Bu durumdaki bir insan kendisini neden bu derece “şans”a kaptırmıştır?

Sebebi gayet açıktır. Anne sütünden mahrum olan çocuk nasıl yalancı naylon memeye sarılırsa; bu kişi de “kader, tevekkül, kısmete rıza” gibi hakiki dayanma-güvenme noktalarını bilemediği, göremediği için “şans” gibi mevhum (evham-hayâl ürünü olan, hakikatte olmayan), belirsiz, boş bir yere dayanmıştır.

Halbuki İslâmiyet insanları hiç boşlukta bırakmamış… Onların boş şeylere, mahiyeti meçhul dşüncelere kapılmasına müsaade etmemiş, meydan vermemiştir.

Velhasıl;

İslâm'da “şans, talih” gibi sözlerin yeri yoktur. Dinimizde “kader vardır, tevekkül vardır, Allah’tan gelene rıza vardır.” Bunun da kaynağı imandır. Mü’min, Allah’a iman eder, kadere boyun eğer, hâdiseler karşısında bocalamaktan kurtulur…Her ne ile karşılaşırsa karşılaşsın, imanın kuvveti ve nûru ile onları aşar. İman tevhidi, tevhid teslimi, teslim tevekkülü, tevekkül saadet-i dâreyni iktiza eder (sonucunu verir). İmanlı olan insan, tek güç ve kudret sahibi olarak Allah’ı “bir” bilir. Ona teslim olur. Ona tevekkül eder, sırtını o kudrete dayar. Neticede de iki âlemde saâdete ve selâmete kavuşur.

İmanlı insan güçlüdür, “kâinata meydan okuyabilecek” bir cesârete sahiptir.
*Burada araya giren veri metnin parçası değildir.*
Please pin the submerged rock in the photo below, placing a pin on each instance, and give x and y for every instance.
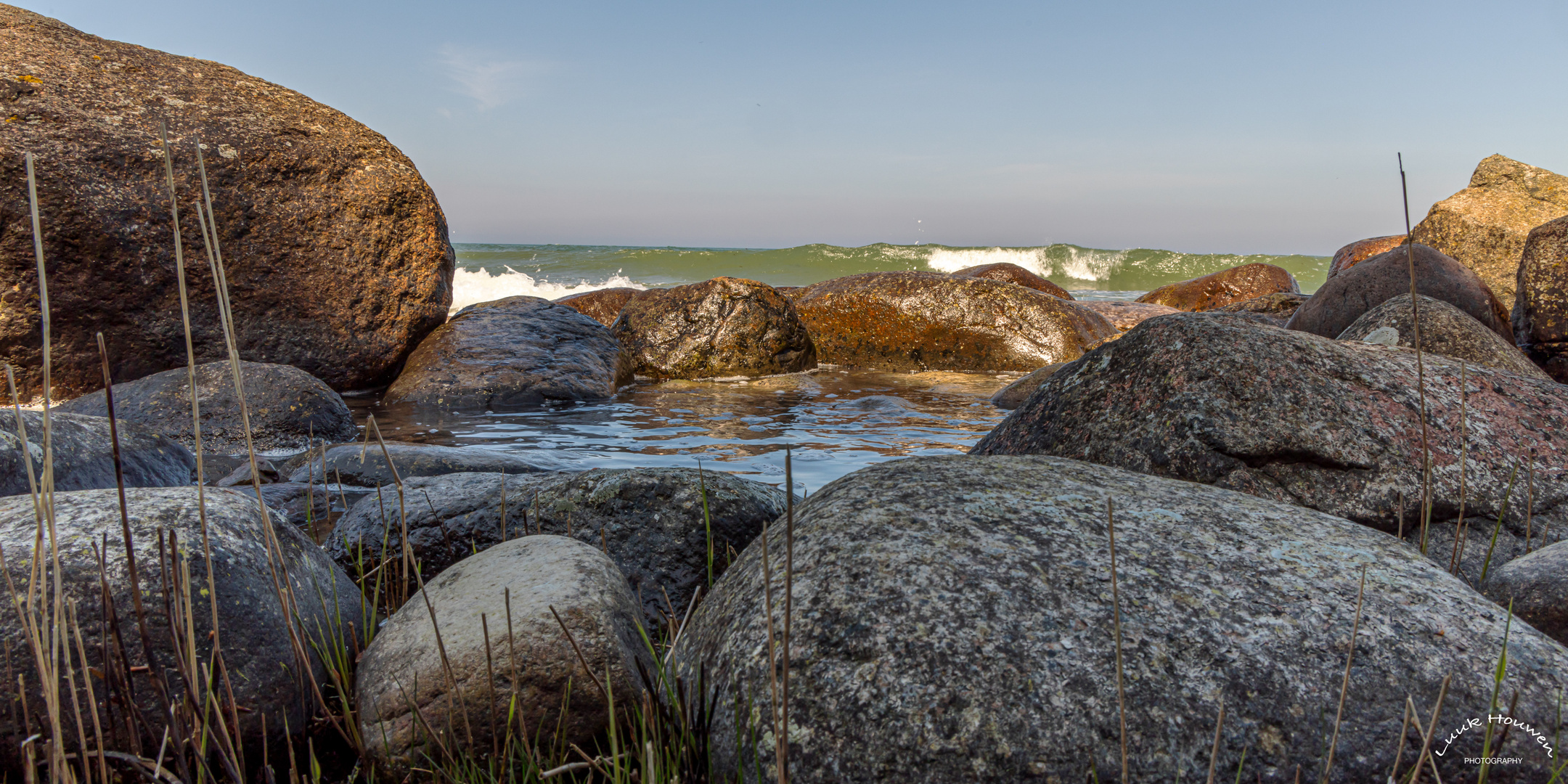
(1015, 275)
(1326, 424)
(338, 255)
(954, 621)
(507, 659)
(255, 626)
(513, 351)
(1385, 277)
(287, 407)
(727, 327)
(83, 454)
(1485, 224)
(938, 322)
(1445, 330)
(1223, 287)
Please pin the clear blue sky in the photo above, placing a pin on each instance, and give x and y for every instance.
(1246, 128)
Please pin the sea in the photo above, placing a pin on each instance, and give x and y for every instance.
(830, 422)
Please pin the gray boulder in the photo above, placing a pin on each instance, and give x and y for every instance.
(255, 626)
(513, 351)
(534, 663)
(1326, 424)
(1445, 330)
(952, 621)
(83, 454)
(287, 408)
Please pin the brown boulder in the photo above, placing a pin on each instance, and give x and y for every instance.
(939, 322)
(1126, 316)
(725, 327)
(1013, 275)
(513, 351)
(1361, 250)
(1540, 309)
(338, 255)
(1445, 330)
(603, 305)
(1385, 277)
(1223, 287)
(1485, 224)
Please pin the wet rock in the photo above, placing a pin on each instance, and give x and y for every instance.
(255, 628)
(1277, 306)
(601, 305)
(1537, 584)
(83, 454)
(1385, 277)
(938, 322)
(1015, 275)
(1223, 287)
(648, 520)
(1485, 224)
(338, 255)
(1016, 393)
(727, 327)
(1445, 330)
(1540, 311)
(287, 407)
(415, 460)
(1126, 316)
(544, 576)
(1361, 250)
(513, 351)
(954, 621)
(1326, 424)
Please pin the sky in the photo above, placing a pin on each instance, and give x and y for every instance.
(1201, 128)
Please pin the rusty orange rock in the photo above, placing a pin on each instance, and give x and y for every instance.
(1223, 287)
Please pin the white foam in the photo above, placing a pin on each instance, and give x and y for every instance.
(469, 287)
(954, 259)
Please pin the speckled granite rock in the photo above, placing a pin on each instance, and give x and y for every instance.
(725, 327)
(1223, 287)
(1540, 311)
(1327, 424)
(1445, 330)
(404, 665)
(338, 255)
(1485, 224)
(286, 405)
(648, 520)
(952, 621)
(83, 454)
(256, 642)
(513, 351)
(939, 322)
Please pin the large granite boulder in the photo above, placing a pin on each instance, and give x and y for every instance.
(255, 628)
(939, 322)
(83, 454)
(1326, 424)
(954, 621)
(650, 521)
(508, 682)
(1013, 275)
(1445, 330)
(513, 351)
(336, 250)
(725, 327)
(601, 305)
(1540, 309)
(287, 408)
(1485, 224)
(1361, 250)
(1339, 301)
(1223, 287)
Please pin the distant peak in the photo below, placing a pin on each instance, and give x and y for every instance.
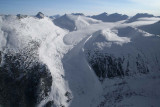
(104, 13)
(79, 14)
(40, 15)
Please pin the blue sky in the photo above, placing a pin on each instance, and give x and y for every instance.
(51, 7)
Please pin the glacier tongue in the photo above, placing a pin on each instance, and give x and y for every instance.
(116, 54)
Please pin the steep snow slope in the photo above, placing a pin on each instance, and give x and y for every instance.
(17, 34)
(98, 64)
(74, 22)
(152, 28)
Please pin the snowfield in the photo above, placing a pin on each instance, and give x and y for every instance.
(92, 63)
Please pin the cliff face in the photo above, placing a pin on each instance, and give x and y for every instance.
(25, 81)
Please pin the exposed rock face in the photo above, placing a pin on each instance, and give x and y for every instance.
(25, 81)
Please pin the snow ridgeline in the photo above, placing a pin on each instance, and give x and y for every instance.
(74, 82)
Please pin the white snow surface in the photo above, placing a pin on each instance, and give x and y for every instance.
(64, 54)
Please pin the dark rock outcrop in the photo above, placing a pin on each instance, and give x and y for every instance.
(108, 66)
(24, 80)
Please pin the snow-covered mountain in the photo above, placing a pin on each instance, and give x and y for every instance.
(139, 15)
(73, 22)
(152, 28)
(76, 61)
(110, 17)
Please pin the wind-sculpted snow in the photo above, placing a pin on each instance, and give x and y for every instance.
(74, 22)
(152, 28)
(94, 64)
Kendisini yoktan var eden, dünya gibi yaşayacağı bir âlem hazırlayıp hayat, sıhhat, huzur gibi madde ile ölçülemeyecek nimetler ihsan eden, sadece dünyayı değil, güneşi, milyarlarca yıldızı, kâinatı elinde tutan bir Rabbinin (c.c.) olduğuna inanır. Hâlikı'nın / Yaratıcısı'nın kendisini boş yere yaratmadığını bildiği gibi, boşlukta bırakıp bir “tesadüf” oyuncağı halinde bırakmadığını da bilir.

Dünyaya ilk göz açtığından, hayata gözlerini kapayıncaya kadar geçen ömür, dakika ve saniyelerinin Allah Teala tarafından bilindiği, programlandığı ve tesbit edildiği inancını taşır. Bunun için tesadüfe inanmaz, bel bağlamaz, ona dünyasında yer vermez. Başına iyi şeyler de gelse, kötü haller de gelse Allah’ın bilgisi dâhilinde olduğunu idrak eder. Bütün gayreteni harcar, bütün vesile ve sebeplere başvurur… Sonunda kendisini, kendisinden daha iyi bilen ve her haline şahit olan Yaratıcısına tevekkül eder, neticeyi ondan bekler. İlâhî programda (kaderde) ne varsa onun tecellisine razı olur.

Fakat, tevekkül etmeyip, “tesâdüf” ve “şans” içinde çırpınan insan öyle mi? O, ya elinden geleni yapmaz, hiçbir güç sarf etmez veya bunları yapsa bile ilahi kudrete dayanmaz; neticede ne olur? Ömür boyu dilencilikten yani her şeye, her gördüğüne el-avuç açmaktan, güç farz ettiği şeyler karşısında acze düşmekten, hâhideseler karşısında titremekten, kendisinde bir şeyler tevehhüm etmekten, kısacası maskaralıktan, ebedî hayatı kaybetmekten, dünyevi sıkıntılardan kurtulamaz.

İşte tevekkül, Allah’a güvenme ve ondan gelene rıza gösterme gibi duyguları zayıf olan kimseler “şans”a, yıldızlara, burçlara, talih gibi lüzumsuz, mânâsız ve boş şeylere bel bağlar… “Yıldızı düşükmüş”, “yıldızı yüksekmiş” gibi bâtıl inançlara saplanır kalır.

Rabbim (c.c.) cümlemizi ve bilcümle Ümmet-i Muhammed’i ve evladını, bu ve benzeri her türlü yanlış, bâtıl inançlardan muhafaza buyursun.